The model borrowed lessons from Amul’s dairy cooperative structure — a three-tier system connecting village-level collection to district-level processing to state-level marketing.

How the Mill Floor Operates in 2026

Today, the cooperative spinning infrastructure in Bikaner district operates with approximately 10,000-12,000 spindles across multiple units. The membership base spans over 200 primary wool cooperative societies, connecting an estimated 25,000 to 30,000 pastoral households.

The revenue model works in layers. Shepherds sell raw wool to their village cooperative at a procurement price set above the prevailing market rate — typically ₹40-55 per kilogram depending on grade and fibre diameter. The cooperative then transports wool to the spinning mill, which processes it into yarn sold to textile manufacturers in Ludhiana, Panipat, and increasingly to exporters shipping to Europe and East Asia.

Stage Actor Approximate Value (₹/kg)
Raw greasy wool Shepherd to village cooperative 40-55
Scoured wool After cleaning and grading 120-150
Spun yarn (semi-worsted) Mill output 350-500
Finished textile product End manufacturer 1,200-2,500

The value multiplication from raw wool to spun yarn is roughly 7x to 10x. When cooperatives capture even a portion of that margin and return it as dividends or higher procurement prices, the impact on household income is transformative. Members also receive annual bonuses based on the mill’s profitability, and some cooperatives offer livestock insurance and veterinary services as bundled benefits.

What Threatens the Thread

The picture is far from rosy. Several cooperative spinning mills in Rajasthan have struggled with outdated machinery — some units still run on equipment installed in the 1980s, with spindle efficiency well below modern standards. The cost of upgrading a single spinning line runs into crores, and many cooperatives lack the retained earnings or creditworthiness to finance modernisation.

Political interference remains a chronic problem. Board elections in Rajasthan’s cooperatives are frequently contested along caste and party lines, and I have seen reports of mills where elected chairpersons had no textile experience whatsoever. Management decisions — from procurement pricing to hiring — get politicised, eroding operational efficiency.

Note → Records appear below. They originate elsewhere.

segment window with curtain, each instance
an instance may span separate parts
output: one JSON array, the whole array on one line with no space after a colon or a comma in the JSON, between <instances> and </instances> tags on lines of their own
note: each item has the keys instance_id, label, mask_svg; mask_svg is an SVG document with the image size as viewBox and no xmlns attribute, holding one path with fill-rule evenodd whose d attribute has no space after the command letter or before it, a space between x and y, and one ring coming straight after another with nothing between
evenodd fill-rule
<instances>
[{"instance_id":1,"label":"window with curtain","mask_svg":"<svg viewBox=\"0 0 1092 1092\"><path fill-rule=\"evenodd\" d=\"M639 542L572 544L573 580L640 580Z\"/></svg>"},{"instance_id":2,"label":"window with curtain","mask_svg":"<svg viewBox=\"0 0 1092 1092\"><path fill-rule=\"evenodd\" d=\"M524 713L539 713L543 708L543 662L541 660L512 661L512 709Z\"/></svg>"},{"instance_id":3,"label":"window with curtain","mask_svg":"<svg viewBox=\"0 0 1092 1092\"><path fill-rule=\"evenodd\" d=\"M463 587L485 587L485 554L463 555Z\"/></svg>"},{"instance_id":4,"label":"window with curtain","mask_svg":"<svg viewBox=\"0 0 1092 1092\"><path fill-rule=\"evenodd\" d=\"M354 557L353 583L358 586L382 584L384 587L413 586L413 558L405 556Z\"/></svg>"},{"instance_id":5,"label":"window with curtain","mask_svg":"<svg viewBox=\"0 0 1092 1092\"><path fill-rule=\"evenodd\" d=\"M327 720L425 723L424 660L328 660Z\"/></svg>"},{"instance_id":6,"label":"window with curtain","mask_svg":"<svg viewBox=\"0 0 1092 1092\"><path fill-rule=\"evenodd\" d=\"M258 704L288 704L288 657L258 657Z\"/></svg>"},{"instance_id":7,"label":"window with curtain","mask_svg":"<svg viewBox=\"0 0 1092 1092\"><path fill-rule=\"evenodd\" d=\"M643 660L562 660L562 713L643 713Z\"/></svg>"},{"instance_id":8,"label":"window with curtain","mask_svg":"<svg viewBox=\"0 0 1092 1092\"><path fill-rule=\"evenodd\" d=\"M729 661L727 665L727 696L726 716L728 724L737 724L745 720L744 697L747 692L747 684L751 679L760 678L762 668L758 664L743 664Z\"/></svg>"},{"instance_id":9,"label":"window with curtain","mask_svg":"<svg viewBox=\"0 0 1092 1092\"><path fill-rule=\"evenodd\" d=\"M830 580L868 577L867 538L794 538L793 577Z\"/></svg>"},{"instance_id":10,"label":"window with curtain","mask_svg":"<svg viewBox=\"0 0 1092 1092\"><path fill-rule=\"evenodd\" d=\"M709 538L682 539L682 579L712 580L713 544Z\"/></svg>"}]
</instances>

Then there is competition. Synthetic fibre, particularly acrylic yarn from China, has captured a massive share of the Indian woollen textile market. The Panipat shoddy wool industry, which recycles old garments into cheap blankets, further depresses demand for virgin wool yarn. Climate change adds another layer of stress: erratic rainfall patterns in western Rajasthan reduce grazing land, pushing shepherds to reduce flock sizes. The Magra and Chokla sheep breeds, prized for carpet-grade wool, are declining in population.

Nohar’s Quiet Success Story

Contrast Bikaner’s challenges with what has happened in Nohar, Hanumangarh district. A relatively small cooperative spinning unit there partnered with a GI-tagged carpet weaving cluster and began producing yarn specifically calibrated for hand-knotted carpets destined for European buyers. By aligning yarn specifications with export requirements — fibre length, twist per inch, colour fastness — the Nohar unit commands a premium of nearly 30% over standard yarn. Their annual turnover reportedly crossed ₹8 crore in the 2026-26 financial year.

The lesson is clear: cooperatives that invest in product specialisation and market linkage outperform those selling generic commodity yarn into a crowded domestic market. The Nohar model is now being studied by the Rajasthan State Cooperative Federation for replication.

The Road Ahead for Desert Wool Cooperatives

Several developments could reshape this sector by 2030. The Ministry of Cooperation, established in 2021, has signalled intent to computerise and professionalise cooperative governance — a move that could reduce political capture of spinning mill boards. NABARD’s ongoing PACS digitalisation drive may eventually integrate wool procurement data, enabling transparent pricing and faster payments to shepherds.

Technology matters too. Modern mini-spinning plants with 2,000-3,000 spindles can be set up for ₹5-8 crore — a fraction of legacy mill costs — and produce speciality yarn for niche markets. If cooperatives can access NCDC’s concessional lending for such upgrades, the economics shift dramatically. There is also growing global demand for traceable, ethically sourced natural fibre, and Rajasthan’s cooperative wool — if properly branded and certified — fits that market perfectly.

Back to the Shepherd

Bhoma Ram, the Bikaner shepherd I mentioned at the start, told a local journalist in a 2026 interview that his sons were considering returning to sheep rearing after years of working as daily-wage labourers in Surat. The cooperative’s improved procurement price had made the family’s pastoral livelihood viable again — barely, but viable.

That fragile viability is the story of India’s cooperative spinning mills in miniature. The infrastructure exists, the raw material exists, and the global market exists. What remains is the hard institutional work of governance reform, technology investment, and market linkage. If you are involved in the cooperative sector — as a member, policymaker, or researcher — I would urge you to study Bikaner’s mills closely. The thread they spin connects not just fibre to fabric, but rural livelihoods to global opportunity.